Build of the Week: Multi-Agent Orchestration with LangGraph

This is the first entry in our Build of the Week series, where we break down real multi-agent systems — not toy demos, not “hello world” chatbots. Working systems that solve actual problems.

This week: building a multi-agent orchestration system with LangGraph. We’ll wire up a supervisor agent that routes tasks to specialist workers, manages shared state, and handles failures gracefully.

Why LangGraph

LangGraph is LangChain’s framework for building stateful, multi-actor applications with LLMs. Unlike simple chain-of-thought pipelines, LangGraph gives you:

Graph-based control flow — agents are nodes, edges define routing logic
Persistent state — shared state object that flows between nodes
Cycles and conditionals — agents can loop, retry, and branch
Built-in checkpointing — resume from any point in the graph

If you’ve built multi-agent systems with raw API calls (like we do in the Agent Tree stack), you know the pain of managing state, routing, and error handling yourself. LangGraph abstracts the hard parts while keeping you in control of the logic.

The Architecture

We’re building a system with three agents:

Supervisor — receives user requests, decides which specialist to invoke, verifies results
Researcher — searches the web, summarizes findings, returns structured data
Coder — writes and tests code based on specifications

User Request
    │
    ▼
┌──────────┐
│Supervisor│◄──────────────────────┐
│  (GPT-4) │                       │
└────┬─────┘                       │
     │                             │
     ├─── "needs research" ───►┌───┴──────┐
     │                         │Researcher│
     │                         │ (Sonnet) │
     │                         └──────────┘
     │
     └─── "needs code" ──────►┌──────────┐
                               │  Coder   │
                               │ (Haiku)  │
                               └──────────┘

The supervisor doesn’t do the work. It decides who does the work, inspects the output, and either routes to the next step or sends feedback for another pass.

Step 1: Define the State

Every LangGraph application starts with a state schema. This is the shared context that flows between all nodes.
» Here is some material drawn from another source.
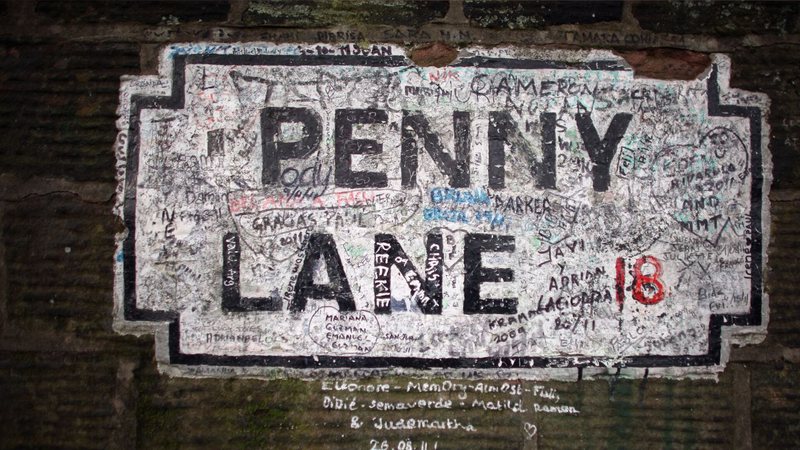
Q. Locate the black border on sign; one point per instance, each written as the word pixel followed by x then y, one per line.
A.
pixel 176 101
from typing import TypedDict, Annotated, Sequence
from langchain_core.messages import BaseMessage
import operator

class AgentState(TypedDict):
    """Shared state across all agents in the graph."""
    messages: Annotated[Sequence[BaseMessage], operator.add]
    next_agent: str
    research_results: str
    code_output: str
    iteration_count: int
    task_complete: bool

Key design decisions here:

messages uses the operator.add reducer — new messages append rather than replace
next_agent is the routing key the supervisor sets
iteration_count prevents infinite loops (critical — we’ll set a max of 3)
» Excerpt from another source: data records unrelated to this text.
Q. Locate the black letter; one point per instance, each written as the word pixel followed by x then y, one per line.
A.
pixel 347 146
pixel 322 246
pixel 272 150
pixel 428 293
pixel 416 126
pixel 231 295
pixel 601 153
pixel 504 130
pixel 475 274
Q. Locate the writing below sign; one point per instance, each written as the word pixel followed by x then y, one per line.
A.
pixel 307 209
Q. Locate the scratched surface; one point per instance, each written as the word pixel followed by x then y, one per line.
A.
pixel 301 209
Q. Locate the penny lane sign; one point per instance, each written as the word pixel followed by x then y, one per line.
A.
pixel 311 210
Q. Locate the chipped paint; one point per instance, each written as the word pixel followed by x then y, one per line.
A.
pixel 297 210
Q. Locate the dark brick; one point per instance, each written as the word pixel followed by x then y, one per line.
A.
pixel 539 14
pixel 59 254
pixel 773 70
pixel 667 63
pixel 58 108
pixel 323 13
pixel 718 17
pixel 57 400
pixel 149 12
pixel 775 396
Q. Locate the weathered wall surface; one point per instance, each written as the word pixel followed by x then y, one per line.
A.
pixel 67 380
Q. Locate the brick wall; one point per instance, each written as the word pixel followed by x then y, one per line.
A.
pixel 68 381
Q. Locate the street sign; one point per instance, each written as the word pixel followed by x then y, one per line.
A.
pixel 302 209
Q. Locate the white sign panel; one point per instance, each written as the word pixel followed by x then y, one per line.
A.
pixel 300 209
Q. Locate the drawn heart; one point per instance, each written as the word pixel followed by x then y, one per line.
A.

Step 2: Build the Specialist Agents

Each specialist is a function that takes the state, does its work, and returns an updated state.

The Researcher

from langchain_openai import ChatOpenAI
from langchain_core.messages import HumanMessage, AIMessage
from langchain_community.tools import TavilySearchResults

search_tool = TavilySearchResults(max_results=5)

research_llm = ChatOpenAI(
    model="claude-sonnet-4-20250514",  # Good at synthesis
    temperature=0.1,
)

def researcher_node(state: AgentState) -> dict:
    """Research agent — searches web and synthesizes findings."""
    messages = state["messages"]
    last_message = messages[-1].content

    # Execute search
    search_results = search_tool.invoke(last_message)

    # Synthesize with LLM
    synthesis_prompt = f"""You are a research specialist. Synthesize these search results
    into a clear, structured summary. Include sources.

    Query: {last_message}
    Results: {search_results}

    Return a structured summary with key findings and source URLs."""

    response = research_llm.invoke([HumanMessage(content=synthesis_prompt)])

    return {
        "messages": [AIMessage(content=f"[Researcher] {response.content}")],
        "research_results": response.content,
    }

The Coder

coder_llm = ChatOpenAI(
    model="claude-haiku-4-20250414",  # Fast, cheap, good at defined tasks
    temperature=0.0,
)

def coder_node(state: AgentState) -> dict:
    """Coding agent — writes code based on specifications."""
    messages = state["messages"]
    research = state.get("research_results", "")

    code_prompt = f"""You are a coding specialist. Write clean, tested Python code
    based on the following conversation and research context.

    Research context: {research}

    Requirements from conversation:
    {messages[-1].content}

    Return the code with inline comments and a brief explanation of your approach.
    Include error handling and type hints."""

    response = coder_llm.invoke([HumanMessage(content=code_prompt)])

    return {
        "messages": [AIMessage(content=f"[Coder] {response.content}")],
        "code_output": response.content,
    }

Notice the model selection: Sonnet for research (needs synthesis and judgment), Haiku for coding (well-defined task, speed matters). This is the model routing strategy in action — use the cheapest model that can do the job well.

Step 3: Build the Supervisor

The supervisor is the brain. It looks at the current state and decides what happens next.

from langchain_core.messages import SystemMessage

supervisor_llm = ChatOpenAI(
    model="gpt-4o",  # Best reasoning for routing decisions
    temperature=0.0,
)

SUPERVISOR_PROMPT = """You are a task supervisor managing a team of specialists:
- Researcher: searches the web and synthesizes information
- Coder: writes and tests Python code

Given the conversation so far, decide the next step:
- If the task needs information gathering, route to "researcher"
- If the task needs code written and you have enough context, route to "coder"
- If the task is complete and verified, route to "FINISH"

Respond with ONLY one of: researcher, coder, FINISH"""

def supervisor_node(state: AgentState) -> dict:
    """Supervisor — routes tasks and verifies quality."""
    messages = state["messages"]
    iteration = state.get("iteration_count", 0)

    # Safety valve: max 3 iterations
    if iteration >= 3:
        return {
            "messages": [AIMessage(content="[Supervisor] Max iterations reached. Delivering current results.")],
            "next_agent": "FINISH",
            "iteration_count": iteration + 1,
            "task_complete": True,
        }

    response = supervisor_llm.invoke(
        [SystemMessage(content=SUPERVISOR_PROMPT)] + list(messages)
    )

    next_step = response.content.strip().lower()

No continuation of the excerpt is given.